Re: [PATCH v2 net] af_packet: Block execution of tasks waiting for transmit to complete in AF_PACKET

From: Neil Horman <nhorman@tuxdriver.com>
To: Willem de Bruijn <willemdebruijn.kernel@gmail.com>
Cc: Network Development <netdev@vger.kernel.org>,
	Matteo Croce <mcroce@redhat.com>,
	"David S. Miller" <davem@davemloft.net>
Subject: Re: [PATCH v2 net] af_packet: Block execution of tasks waiting for transmit to complete in AF_PACKET
Date: Sun, 23 Jun 2019 15:21:23 -0400	[thread overview]
Message-ID: <20190623192123.GA32287@hmswarspite.think-freely.org> (raw)
In-Reply-To: <CAF=yD-L5Lu6L4Ji=OZgAkDb28zL=BVsM5HgqWMxMTiJ1YUZJDw@mail.gmail.com>

On Sun, Jun 23, 2019 at 10:39:12AM -0400, Willem de Bruijn wrote:
> On Sun, Jun 23, 2019 at 7:40 AM Neil Horman <nhorman@tuxdriver.com> wrote:
> >
> > On Sat, Jun 22, 2019 at 10:21:31PM -0400, Willem de Bruijn wrote:
> > > > > -static void __packet_set_status(struct packet_sock *po, void *frame, int status)
> > > > > +static void __packet_set_status(struct packet_sock *po, void *frame, int status,
> > > > > +                               bool call_complete)
> > > > >  {
> > > > >         union tpacket_uhdr h;
> > > > >
> > > > > @@ -381,6 +382,8 @@ static void __packet_set_status(struct packet_sock *po, void *frame, int status)
> > > > >                 BUG();
> > > > >         }
> > > > >
> > > > > +       if (po->wait_on_complete && call_complete)
> > > > > +               complete(&po->skb_completion);
> > > >
> > > > This wake need not happen before the barrier. Only one caller of
> > > > __packet_set_status passes call_complete (tpacket_destruct_skb).
> > > > Moving this branch to the caller avoids a lot of code churn.
> > > >
> > > > Also, multiple packets may be released before the process is awoken.
> > > > The process will block until packet_read_pending drops to zero. Can
> > > > defer the wait_on_complete to that one instance.
> > >
> > > Eh no. The point of having this sleep in the send loop is that
> > > additional slots may be released for transmission (flipped to
> > > TP_STATUS_SEND_REQUEST) from another thread while this thread is
> > > waiting.
> > >
> > Thats incorrect.  The entirety of tpacket_snd is protected by a mutex. No other
> > thread can alter the state of the frames in the vector from the kernel send path
> > while this thread is waiting.
> 
> I meant another user thread updating the memory mapped ring contents.
> 
Yes, thats true, and if that happens, we will loop through this path again (the
do..while section, picking up the next frame for transmit)

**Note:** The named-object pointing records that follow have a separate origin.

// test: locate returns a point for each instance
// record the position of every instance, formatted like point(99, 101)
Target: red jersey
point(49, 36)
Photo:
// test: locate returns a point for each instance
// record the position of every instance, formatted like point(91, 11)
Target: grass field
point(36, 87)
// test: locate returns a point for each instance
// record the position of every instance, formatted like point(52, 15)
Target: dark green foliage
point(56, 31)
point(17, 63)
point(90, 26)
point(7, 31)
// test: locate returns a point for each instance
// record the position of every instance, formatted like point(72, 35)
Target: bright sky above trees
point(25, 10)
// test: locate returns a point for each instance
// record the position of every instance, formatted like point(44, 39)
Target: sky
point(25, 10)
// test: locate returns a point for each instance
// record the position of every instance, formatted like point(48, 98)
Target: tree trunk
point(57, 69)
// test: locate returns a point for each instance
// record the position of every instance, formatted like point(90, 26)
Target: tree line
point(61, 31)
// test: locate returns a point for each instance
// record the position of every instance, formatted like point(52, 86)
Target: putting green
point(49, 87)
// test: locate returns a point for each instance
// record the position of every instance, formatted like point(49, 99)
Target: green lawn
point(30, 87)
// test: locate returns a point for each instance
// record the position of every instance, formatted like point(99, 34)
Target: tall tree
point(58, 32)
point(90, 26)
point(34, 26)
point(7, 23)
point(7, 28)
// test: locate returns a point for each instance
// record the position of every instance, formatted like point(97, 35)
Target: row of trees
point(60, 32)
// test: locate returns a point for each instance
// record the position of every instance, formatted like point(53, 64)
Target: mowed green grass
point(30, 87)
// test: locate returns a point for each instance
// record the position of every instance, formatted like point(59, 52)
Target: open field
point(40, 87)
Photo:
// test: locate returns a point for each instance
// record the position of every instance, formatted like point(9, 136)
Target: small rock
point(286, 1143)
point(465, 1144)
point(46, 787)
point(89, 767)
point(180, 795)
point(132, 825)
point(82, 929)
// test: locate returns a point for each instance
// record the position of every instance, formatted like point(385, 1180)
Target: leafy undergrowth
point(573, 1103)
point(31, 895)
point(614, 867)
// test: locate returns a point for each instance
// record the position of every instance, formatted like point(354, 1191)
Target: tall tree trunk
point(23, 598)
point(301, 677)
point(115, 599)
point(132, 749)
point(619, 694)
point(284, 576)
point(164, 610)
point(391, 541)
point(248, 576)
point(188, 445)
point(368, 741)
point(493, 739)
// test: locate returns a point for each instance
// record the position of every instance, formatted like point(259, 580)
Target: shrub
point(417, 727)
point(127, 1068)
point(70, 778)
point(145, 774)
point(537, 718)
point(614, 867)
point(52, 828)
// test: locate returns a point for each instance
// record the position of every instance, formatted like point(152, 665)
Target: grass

> > > Else, it would have been much simpler to move the wait below the send
> > > loop: send as many packets as possible, then wait for all of them
> > > having been released. Much clearer control flow.
> > >
> > Thats (almost) what happens now.  The only difference is that with this
> > implementation, the waiting thread has the opportunity to see if userspace has
> > queued more frames for transmission during the wait period.  We could
> > potentially change that, but thats outside the scope of this fix.
> 
> Agreed. I think the current, more complex, behavior was intentional.
> We could still restructure to move it out of the loop and jump back.
> But, yes, definitely out of scope for a fix.
> 
Yes, it was, though based on your comments I've moved the wait_for_completion
call to the bottom of the loop, so its only checked after we are guaranteed to
have sent at least one frame.  I think that makes the code a bit more legible.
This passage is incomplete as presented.